WASHINGTON – Congress on Thursday passed the stiffest restrictions on banks and Wall Street since the Great Depression, clamping down on lending practices and expanding consumer protections to prevent a repeat of the 2008 meltdown that knocked the economy to its knees.

A year in the making and 22 months after the collapse of Lehman Brothers triggered a worldwide panic in credit and other markets, the bill cleared its final hurdle with a 60-39 Senate vote.

Maine Sens. Olympia Snowe and Susan Collins were among only three Republicans who voted for the bill, along with Massachusetts Sen. Scott Brown. Democratic Sen. Russ Feingold of Wisconsin, who has said the bill is not tough enough, voted with most Republicans against it.

The bill now goes to the White House for President Obama’s signature, expected as early as Wednesday.

The law will give the government new powers to break up companies that threaten the economy, create a Consumer Financial Protection Bureau to guard consumers in their financial transactions, and shine a light into shadow financial markets that escaped the oversight of regulators.

From storefront payday lenders to the biggest banking and investment houses on Wall Street, few players in the financial world are immune to the bill’s reach. Consumer and investor transactions, whether simple debit card swipes or the most complex securities trades, face new safeguards or restrictions.


A powerful council of regulators will be on the lookout for risks across the finance system. Large, failing financial institutions will be liquidated and the costs assessed on their surviving peers. The Federal Reserve is getting new powers while falling under greater congressional scrutiny.

At an eye-glazing 390,000 words — half the size of the King James Bible — the legislation doesn’t offer a quick remedy, however. Rather, it lays down prescriptions for regulators to act. In many cases, the real impact won’t be felt for years.

“I’m about to sign Wall Street reform into law, to protect consumers and lay the foundation for a stronger and safer financial system, one that is innovative, creative, competitive and far less prone to panic and collapse,” Obama said. Republicans said the bill is a vast federal overreach that will drive financial-sector jobs overseas.

Snowe, the ranking member of the Senate Committee on Small Business and Entrepreneurship and a senior member of the Senate Finance Committee, described the bill as “not perfect (but) a strong step forward to achieve meaningful regulatory reform and restore confidence in the American financial system.”

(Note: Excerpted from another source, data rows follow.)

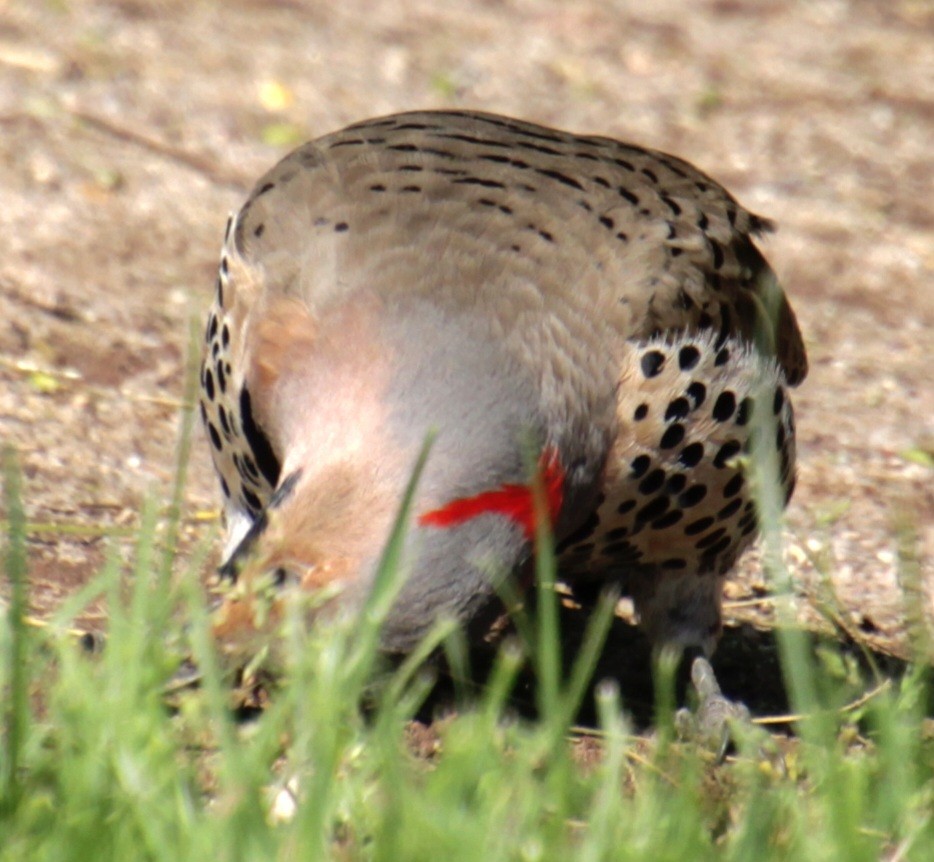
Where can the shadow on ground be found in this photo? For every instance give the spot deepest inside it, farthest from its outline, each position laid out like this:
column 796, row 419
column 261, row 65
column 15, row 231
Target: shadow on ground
column 747, row 664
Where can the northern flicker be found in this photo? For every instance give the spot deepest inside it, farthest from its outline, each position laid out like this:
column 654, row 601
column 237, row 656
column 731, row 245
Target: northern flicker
column 495, row 282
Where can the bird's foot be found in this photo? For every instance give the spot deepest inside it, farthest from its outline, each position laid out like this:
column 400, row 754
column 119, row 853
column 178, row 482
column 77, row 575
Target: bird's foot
column 717, row 721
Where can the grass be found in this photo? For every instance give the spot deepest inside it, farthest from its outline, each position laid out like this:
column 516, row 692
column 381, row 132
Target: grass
column 94, row 764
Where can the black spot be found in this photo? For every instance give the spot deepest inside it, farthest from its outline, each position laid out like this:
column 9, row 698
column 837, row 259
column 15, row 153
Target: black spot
column 725, row 406
column 730, row 509
column 208, row 382
column 259, row 443
column 752, row 440
column 734, row 486
column 671, row 204
column 677, row 409
column 479, row 181
column 779, row 401
column 692, row 496
column 717, row 254
column 728, row 450
column 691, row 454
column 640, row 466
column 676, row 483
column 698, row 526
column 673, row 435
column 688, row 356
column 652, row 362
column 710, row 538
column 697, row 392
column 655, row 509
column 653, row 482
column 668, row 520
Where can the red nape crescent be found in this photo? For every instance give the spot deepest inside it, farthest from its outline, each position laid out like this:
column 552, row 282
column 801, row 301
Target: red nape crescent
column 516, row 502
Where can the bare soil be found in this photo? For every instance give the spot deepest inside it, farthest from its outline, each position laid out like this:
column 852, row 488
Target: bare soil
column 129, row 129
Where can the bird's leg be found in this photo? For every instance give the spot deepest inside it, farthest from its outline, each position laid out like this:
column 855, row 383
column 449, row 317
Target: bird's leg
column 714, row 720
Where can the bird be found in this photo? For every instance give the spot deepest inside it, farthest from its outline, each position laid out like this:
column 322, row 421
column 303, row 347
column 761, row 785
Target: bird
column 509, row 288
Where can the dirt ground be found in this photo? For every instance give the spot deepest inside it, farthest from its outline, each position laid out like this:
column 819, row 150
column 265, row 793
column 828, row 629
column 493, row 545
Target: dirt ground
column 129, row 129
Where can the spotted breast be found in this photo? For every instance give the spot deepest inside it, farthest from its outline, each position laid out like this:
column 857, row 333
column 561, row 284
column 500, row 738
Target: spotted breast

“It is clear we can no longer continue with the status quo on Wall Street,” Snowe said after the vote. “Today, the Senate finally acted in a bipartisan fashion to advance a (bill) that will ensure the continued safety and soundness of the American financial regulatory system.”

Snowe said the legislation guarantees transparency and accountability and provides vital protections from the “greedy and reckless Wall Street practices that contributed to this epic economic downturn.”


A core provision of the bill creates a council of regulators, the Financial Stability Council, to serve as a systemic-risk monitor, similar to legislation that Collins introduced in March 2009.

“This council will identify financial institutions, practices and products that pose a risk to financial markets or to our economy,” Collins said. “This council will help prevent regulatory ‘black holes’ and ensure more effective oversight of our financial system.”

In particular, Collins said, the council will target lax mortgage lending standards and the explosive growth of credit default swaps that helped to trigger the latest economic crisis.

The legislation also gives the federal government tools to ensure that the failure of a single private institution won’t wreak havoc on the world’s financial system and drive the economy into recession, Snowe said.

“This bill implements a strong derivatives regulation that will push the vast derivatives-trading market onto transparent exchanges, eliminating any chance that taxpayer money will be used to support misplaced bets,” Snowe said.

Snowe authored four amendments to the bill that were designed to temper burdensome community bank regulations and improve access to credit for small businesses. All were approved by unanimous consent and included in the measure.


The legislation also includes an amendment authored by Collins that aims to strengthen capital requirements for large financial institutions.

“It is critical that large institutions be required to have adequate capital to prevent future taxpayer bailouts and to tackle the ‘too big to fail’ problem,” Collins said. “This will strengthen the economic foundation of these firms and help prevent future economic crises.”

Collins said she is disappointed that, despite her efforts, the bill fails to address the “dysfunctional operations” of Freddie Mac and Fannie Mae, which were major contributors to the collapse of the nation’s housing market. “Congress must tackle the reform of Freddie and Fannie in subsequent legislation,” she said.